Students learn how to plan for supports, reduce material waste, and choose settings that balance speed with quality. They also practice basic post processing techniques like sanding and fitting parts together. These steps teach them that great results come from thoughtful preparation, not just pressing print.

We teach students to measure, test, and adjust tolerances so their printed parts fit together correctly. This practical detail turns 3D printing into real engineering practice.

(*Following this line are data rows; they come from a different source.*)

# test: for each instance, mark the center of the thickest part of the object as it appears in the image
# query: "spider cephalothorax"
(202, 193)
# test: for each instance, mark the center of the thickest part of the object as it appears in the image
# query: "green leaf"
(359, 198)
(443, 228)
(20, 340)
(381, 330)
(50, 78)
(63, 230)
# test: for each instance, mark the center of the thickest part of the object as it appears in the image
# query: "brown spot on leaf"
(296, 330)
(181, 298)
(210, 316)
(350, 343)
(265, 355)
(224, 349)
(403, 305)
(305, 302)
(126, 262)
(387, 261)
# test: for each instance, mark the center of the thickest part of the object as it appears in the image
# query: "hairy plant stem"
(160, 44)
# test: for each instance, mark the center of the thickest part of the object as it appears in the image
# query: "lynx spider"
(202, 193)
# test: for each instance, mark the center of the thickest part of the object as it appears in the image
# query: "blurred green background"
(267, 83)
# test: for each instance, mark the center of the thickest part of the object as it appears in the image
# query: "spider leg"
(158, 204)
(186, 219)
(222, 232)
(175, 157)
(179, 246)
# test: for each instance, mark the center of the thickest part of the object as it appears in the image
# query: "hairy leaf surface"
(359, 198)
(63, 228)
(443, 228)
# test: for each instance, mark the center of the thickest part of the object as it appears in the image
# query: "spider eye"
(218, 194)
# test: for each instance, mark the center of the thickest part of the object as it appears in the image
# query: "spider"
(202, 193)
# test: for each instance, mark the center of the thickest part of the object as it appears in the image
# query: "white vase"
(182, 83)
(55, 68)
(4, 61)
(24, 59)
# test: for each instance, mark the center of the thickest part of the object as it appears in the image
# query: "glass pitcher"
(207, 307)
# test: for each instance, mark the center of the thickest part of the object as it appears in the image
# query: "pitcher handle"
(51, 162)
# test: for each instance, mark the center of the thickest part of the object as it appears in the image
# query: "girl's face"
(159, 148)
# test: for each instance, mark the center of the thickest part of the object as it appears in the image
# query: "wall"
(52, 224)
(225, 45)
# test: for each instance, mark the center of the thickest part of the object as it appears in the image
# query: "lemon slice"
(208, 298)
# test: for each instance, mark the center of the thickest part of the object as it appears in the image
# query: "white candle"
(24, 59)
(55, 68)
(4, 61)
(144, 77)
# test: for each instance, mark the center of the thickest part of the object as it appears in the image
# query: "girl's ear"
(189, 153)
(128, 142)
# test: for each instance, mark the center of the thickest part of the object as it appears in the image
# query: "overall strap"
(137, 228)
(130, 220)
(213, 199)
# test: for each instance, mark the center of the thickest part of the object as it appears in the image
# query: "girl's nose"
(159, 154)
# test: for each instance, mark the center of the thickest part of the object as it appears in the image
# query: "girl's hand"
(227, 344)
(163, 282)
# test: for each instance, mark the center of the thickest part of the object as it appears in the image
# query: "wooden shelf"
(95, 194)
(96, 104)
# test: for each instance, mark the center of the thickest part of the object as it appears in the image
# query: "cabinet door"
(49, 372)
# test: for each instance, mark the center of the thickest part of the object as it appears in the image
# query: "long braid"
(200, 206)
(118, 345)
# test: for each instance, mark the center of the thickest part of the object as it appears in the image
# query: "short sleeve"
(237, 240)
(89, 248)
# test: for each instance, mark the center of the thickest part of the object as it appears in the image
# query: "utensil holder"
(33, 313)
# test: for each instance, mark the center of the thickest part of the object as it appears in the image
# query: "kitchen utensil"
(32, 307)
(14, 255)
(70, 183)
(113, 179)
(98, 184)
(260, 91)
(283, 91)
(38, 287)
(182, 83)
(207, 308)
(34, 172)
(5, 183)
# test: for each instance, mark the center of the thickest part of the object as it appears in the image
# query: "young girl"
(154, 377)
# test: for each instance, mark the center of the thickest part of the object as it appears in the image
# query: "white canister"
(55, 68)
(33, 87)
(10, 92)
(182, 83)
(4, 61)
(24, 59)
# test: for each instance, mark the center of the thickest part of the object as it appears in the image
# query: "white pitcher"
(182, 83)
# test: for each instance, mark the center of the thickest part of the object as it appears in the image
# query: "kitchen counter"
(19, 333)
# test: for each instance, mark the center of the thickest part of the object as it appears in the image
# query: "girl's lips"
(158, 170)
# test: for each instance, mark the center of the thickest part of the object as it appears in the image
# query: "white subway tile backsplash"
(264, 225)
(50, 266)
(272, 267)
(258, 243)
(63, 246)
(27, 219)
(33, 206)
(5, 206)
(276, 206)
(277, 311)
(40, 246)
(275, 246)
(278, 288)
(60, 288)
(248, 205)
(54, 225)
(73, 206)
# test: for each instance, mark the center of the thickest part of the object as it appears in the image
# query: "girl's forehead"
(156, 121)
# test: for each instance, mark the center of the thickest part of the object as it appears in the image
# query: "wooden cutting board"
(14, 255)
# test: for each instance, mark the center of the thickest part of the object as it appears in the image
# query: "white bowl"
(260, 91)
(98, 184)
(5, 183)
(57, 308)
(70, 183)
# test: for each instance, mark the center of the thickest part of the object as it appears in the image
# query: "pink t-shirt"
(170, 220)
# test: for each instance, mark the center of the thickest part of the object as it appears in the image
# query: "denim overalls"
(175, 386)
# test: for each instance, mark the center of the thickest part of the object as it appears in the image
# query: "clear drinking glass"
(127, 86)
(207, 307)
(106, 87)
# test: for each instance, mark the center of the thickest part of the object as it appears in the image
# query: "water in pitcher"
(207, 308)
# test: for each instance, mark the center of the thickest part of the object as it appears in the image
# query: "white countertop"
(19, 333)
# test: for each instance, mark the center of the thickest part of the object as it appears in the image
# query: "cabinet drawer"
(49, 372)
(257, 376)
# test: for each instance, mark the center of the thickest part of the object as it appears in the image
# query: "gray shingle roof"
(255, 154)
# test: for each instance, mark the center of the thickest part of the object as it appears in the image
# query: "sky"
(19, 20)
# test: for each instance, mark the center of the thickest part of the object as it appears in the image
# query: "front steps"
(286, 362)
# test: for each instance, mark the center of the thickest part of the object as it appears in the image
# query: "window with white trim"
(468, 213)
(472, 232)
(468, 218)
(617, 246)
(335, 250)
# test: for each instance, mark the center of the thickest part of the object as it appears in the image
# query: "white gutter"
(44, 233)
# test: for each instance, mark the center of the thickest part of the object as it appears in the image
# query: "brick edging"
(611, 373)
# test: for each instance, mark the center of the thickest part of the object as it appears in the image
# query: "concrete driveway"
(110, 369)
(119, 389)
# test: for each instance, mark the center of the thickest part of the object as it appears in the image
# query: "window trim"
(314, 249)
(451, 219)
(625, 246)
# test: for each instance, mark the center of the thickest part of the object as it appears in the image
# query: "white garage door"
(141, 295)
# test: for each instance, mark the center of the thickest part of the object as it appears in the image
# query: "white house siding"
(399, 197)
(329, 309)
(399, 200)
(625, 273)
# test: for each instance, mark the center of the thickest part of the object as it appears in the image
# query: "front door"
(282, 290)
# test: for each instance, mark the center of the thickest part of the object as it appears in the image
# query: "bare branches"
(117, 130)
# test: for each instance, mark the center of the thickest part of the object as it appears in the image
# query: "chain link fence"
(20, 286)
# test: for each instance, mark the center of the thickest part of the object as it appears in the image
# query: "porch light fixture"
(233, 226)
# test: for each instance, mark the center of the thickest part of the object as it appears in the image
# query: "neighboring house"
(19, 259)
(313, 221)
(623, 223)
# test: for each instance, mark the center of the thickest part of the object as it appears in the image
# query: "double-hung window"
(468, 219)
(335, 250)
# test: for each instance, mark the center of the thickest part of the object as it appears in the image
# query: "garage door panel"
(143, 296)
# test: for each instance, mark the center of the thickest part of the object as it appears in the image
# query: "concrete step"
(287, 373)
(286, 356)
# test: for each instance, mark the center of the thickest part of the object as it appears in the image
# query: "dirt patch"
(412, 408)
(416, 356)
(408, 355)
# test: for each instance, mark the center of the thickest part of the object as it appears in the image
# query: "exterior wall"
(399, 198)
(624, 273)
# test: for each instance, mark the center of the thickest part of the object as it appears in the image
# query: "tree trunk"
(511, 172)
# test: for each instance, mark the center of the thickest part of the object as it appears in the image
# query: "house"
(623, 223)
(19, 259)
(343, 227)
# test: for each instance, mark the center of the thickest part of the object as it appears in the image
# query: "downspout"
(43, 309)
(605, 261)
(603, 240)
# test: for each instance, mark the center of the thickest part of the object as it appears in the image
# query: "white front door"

Students also learn to preview prints in software to catch errors early, saving time and material. This reinforces careful planning and attention to detail.

STEM learning that builds future readiness

STEM at 10xTechClub is not a single subject. It is a way of learning that blends science, technology, engineering, and math into real world challenges. Students explore how these disciplines connect by working on projects that require observation, analysis, and creative solutions. This helps learners build a strong foundation that supports school performance while also preparing them for advanced tech programs.

We emphasize experiments and exploration. Students measure, test, and analyze, then learn how to communicate what they found. Whether they are modeling climate data, building simple circuits, or exploring physics through design challenges, they see how STEM ideas apply beyond the classroom. This keeps learning relevant and helps students retain what they learn.

Critical thinking and collaboration are core outcomes. Students learn how to break a problem into steps, evaluate multiple solutions, and explain their reasoning. Mentors guide them to be curious and precise, which builds the confidence to tackle harder topics later. The STEM section also introduces the language of engineering and innovation so students can feel comfortable in advanced labs and competitions.

By the end of this section, students have a stronger academic foundation and a clear sense of how STEM connects to modern careers. The goal is not memorization but capability. Students leave with the mindset and skills to keep learning, experiment safely, and build meaningful projects across technology and science.

We use real world challenges like designing a water filter, building a simple bridge, or testing motion with ramps. These activities help students connect theory to practice and learn how to iterate when results are unexpected. It builds resilience and scientific curiosity that carries into every subject.

Students keep simple lab notes so they can track what changed between experiments. This builds scientific thinking and shows them how to learn from data, not guesses.